The paper is the latest piece of research to describe the whiplash effects of a heating planet, where increasing temperatures allow the atmosphere to absorb and store more and more moisture. This atmospheric "thirstiness" can result in either extreme drought and aridity or the massive release of water in the form of an atmospheric river.
The study used a combination of new, high-resolution weather modeling and existing climate models to learn that the risk of a "megaflood" increases as global temperature rises. It also simulated how a long series of storms fueled by atmospheric rivers over the course of a month in the projected climate of 2081-2100 would affect parts of California at the local level. They found that some locations would get more than 100 inches of precipitation.
On 10,000-foot peaks, which would still be somewhat below freezing despite global warming, “you get 20-foot-plus snow accumulations,” Swain said. “But once you get down to South Lake Tahoe level and lower in elevation, it’s all rain.”
Today, because of historical climate change that began in earnest a century ago, a month-long extreme storm has a 2% likelihood of occurring in any given year, Swain said. Before climate change, it was a 1% likelihood.
Swain and co-author Xingying Huang project that end-of-the-century storms will generate 200% to 400% more runoff in the Sierra Nevada due to increased precipitation and more precipitation falling as rain, not snow.
The increased runoff could unleash massive landslides and debris flows, particularly in hilly and mountainous areas stripped of vegetation by wildfires.
"Whiplashing shifts" in extreme weather could also challenge the stability of California's massive collection of aging dams and levees, exposing major cities to inundation.

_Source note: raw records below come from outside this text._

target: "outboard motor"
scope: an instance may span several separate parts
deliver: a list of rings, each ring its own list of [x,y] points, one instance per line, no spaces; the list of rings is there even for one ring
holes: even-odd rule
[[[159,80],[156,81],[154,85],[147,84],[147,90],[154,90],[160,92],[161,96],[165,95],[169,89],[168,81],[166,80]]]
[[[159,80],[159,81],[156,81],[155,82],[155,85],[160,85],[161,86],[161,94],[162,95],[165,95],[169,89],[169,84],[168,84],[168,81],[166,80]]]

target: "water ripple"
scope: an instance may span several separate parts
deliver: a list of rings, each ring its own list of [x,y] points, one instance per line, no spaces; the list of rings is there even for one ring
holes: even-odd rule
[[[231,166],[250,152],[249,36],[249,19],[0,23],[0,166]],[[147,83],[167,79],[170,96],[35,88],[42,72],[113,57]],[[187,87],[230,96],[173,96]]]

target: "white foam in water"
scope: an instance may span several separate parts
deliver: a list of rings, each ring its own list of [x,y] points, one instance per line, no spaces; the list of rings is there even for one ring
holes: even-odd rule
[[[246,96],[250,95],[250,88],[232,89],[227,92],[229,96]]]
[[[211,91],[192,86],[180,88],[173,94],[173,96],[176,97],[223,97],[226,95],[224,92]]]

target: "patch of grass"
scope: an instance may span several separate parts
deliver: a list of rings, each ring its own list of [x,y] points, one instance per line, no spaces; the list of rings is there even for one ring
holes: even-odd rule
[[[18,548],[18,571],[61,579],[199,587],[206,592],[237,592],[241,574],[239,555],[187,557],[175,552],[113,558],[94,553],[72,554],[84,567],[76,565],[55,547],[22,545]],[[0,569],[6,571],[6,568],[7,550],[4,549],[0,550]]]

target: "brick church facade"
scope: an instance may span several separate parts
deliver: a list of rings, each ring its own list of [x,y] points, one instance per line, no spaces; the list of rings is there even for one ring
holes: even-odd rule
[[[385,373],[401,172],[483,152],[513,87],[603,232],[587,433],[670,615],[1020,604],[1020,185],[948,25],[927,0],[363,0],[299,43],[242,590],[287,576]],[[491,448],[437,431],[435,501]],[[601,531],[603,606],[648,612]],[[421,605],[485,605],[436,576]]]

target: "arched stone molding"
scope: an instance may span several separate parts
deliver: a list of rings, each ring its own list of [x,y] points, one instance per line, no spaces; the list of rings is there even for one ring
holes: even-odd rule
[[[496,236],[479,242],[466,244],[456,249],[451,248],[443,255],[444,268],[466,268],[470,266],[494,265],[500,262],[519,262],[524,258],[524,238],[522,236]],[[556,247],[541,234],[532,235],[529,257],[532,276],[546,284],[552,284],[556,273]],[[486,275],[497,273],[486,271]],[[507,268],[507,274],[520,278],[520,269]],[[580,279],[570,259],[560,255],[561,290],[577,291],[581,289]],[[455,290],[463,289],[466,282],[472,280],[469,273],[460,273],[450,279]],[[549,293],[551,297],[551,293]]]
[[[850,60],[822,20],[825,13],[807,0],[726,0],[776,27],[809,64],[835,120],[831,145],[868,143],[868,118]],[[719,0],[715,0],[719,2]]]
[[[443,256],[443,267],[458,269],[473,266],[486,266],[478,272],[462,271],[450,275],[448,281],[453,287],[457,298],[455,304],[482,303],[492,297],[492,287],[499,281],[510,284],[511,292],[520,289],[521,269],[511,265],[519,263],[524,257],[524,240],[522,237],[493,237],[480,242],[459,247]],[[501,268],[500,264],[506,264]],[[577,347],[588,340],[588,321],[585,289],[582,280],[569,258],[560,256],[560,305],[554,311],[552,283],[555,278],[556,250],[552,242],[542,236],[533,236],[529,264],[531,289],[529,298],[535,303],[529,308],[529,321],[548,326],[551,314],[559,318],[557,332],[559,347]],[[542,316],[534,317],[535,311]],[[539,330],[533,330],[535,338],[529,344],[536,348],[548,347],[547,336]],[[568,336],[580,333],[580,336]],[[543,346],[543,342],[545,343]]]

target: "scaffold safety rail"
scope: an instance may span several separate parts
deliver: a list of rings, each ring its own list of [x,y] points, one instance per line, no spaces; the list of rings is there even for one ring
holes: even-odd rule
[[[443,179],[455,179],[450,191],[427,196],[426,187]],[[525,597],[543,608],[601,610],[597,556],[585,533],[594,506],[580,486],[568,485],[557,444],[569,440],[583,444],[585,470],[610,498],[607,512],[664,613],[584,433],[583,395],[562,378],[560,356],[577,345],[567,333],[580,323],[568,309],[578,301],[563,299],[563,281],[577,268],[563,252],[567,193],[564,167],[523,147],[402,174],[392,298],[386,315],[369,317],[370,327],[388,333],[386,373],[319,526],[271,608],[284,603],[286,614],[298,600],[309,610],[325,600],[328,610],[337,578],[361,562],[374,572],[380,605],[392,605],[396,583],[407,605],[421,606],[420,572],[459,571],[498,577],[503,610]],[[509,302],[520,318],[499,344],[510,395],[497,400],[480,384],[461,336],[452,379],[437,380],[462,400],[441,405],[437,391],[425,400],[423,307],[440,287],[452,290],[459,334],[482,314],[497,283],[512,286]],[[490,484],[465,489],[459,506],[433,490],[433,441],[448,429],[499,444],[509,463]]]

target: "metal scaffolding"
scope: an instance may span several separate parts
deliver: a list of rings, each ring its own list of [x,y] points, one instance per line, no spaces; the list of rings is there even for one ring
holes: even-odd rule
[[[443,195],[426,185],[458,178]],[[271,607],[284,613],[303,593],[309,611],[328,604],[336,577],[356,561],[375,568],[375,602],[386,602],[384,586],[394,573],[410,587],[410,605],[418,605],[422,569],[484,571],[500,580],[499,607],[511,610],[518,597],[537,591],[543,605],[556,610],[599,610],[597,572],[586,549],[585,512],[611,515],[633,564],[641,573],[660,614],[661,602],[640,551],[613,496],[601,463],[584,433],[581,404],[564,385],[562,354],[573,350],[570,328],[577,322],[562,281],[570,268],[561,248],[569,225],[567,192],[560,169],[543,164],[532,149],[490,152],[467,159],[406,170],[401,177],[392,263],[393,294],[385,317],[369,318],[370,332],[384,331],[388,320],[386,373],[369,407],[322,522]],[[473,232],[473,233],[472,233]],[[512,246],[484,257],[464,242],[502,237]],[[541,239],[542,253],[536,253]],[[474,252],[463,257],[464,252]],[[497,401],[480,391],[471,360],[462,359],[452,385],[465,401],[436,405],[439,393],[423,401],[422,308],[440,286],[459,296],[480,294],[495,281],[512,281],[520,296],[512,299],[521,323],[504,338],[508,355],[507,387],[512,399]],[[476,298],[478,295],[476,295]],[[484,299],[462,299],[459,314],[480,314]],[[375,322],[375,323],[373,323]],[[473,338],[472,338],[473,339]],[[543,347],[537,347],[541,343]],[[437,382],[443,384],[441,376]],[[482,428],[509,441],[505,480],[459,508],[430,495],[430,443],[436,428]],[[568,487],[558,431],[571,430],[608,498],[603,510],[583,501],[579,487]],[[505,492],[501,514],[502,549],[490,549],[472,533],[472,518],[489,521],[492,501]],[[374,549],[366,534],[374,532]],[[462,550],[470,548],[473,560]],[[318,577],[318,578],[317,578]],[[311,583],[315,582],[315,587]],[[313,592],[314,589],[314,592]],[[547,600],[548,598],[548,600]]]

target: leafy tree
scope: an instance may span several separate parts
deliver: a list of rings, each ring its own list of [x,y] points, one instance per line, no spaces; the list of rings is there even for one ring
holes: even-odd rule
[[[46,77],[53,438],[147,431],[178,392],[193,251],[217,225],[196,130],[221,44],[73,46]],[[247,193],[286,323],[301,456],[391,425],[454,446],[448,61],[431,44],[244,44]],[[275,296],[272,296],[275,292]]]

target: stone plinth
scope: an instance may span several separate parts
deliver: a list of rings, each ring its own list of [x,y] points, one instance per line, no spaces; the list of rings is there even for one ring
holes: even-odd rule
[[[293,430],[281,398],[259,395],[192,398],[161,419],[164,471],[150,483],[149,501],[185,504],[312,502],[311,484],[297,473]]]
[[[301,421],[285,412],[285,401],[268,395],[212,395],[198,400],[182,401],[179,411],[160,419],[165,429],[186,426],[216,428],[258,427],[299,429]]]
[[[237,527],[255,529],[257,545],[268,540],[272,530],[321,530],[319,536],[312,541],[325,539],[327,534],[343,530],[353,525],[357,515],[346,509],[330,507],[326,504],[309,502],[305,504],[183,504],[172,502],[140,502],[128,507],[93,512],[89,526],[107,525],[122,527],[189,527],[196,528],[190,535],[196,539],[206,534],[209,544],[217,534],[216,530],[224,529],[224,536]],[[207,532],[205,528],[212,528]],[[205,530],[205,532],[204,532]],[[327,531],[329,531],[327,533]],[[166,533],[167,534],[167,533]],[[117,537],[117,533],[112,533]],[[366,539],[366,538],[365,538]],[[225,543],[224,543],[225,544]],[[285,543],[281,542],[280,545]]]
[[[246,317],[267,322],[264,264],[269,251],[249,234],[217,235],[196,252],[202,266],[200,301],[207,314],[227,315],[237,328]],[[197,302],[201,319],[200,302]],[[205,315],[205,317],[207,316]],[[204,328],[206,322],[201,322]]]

The study also found that further increases in “megaflood” risk are likely with each additional degree of global warming this century.
The ARKStorm is also known as “the other Big One” after the nickname of an expected major earthquake along the San Andreas fault.
But unlike an earthquake, an ARKStorm event would result in a disaster zone stretched across thousands of square miles, complicating emergency response efforts and triggering economic and supply chain blockages that would be felt globally.
The researchers are now working collaboratively with the California Department of Water Resources to develop maps pinpointing where flooding could be worst and preparedness strategies to reduce potential losses of lives and property.
Some of their initial proposals, however, are all but certain to generate tensions between flood risk management plans and water conservation projects.
More frequent cycles of droughts and deluges fueled by atmospheric rivers — Pacific-based storms that are hundreds of miles wide — will present both problems and opportunities for West Coast reservoir managers balancing mandates for water storage and flood control, said Alexander Gershunov, a climate scientist at the Scripps Institution for Oceanography in San Diego who is not affiliated with the study.
That’s because, he said, “California will increasingly have to depend on potentially hazardous atmospheric rivers and floodwater for water resource generation in a warming climate.”
Preparing for massive flooding, the UCLA study says, “could mean letting water out of reservoirs preemptively, allowing water to inundate flood plains and diverting water away from population centers.”
Earlier this week, Gov. Gavin Newsom called on state agencies to begin preparing for a hotter, drier future with strategies including expansion of water storage and water recycling capacity.
That’s because, he said, new data indicate that California will lose 10% of its water supply by 2040.
“Retaining as much water as we can is a good move,” Swain said, “except that might collide with the necessity to prepare for catastrophic flooding.”
Currently, people are focused on the risk of wildfires, plagues and earthquakes, Swain said. “But catastrophic flooding is a risk that has been rising quietly, but steadily in the background."
“Eventually, it’s going to come back to bite us,” he said.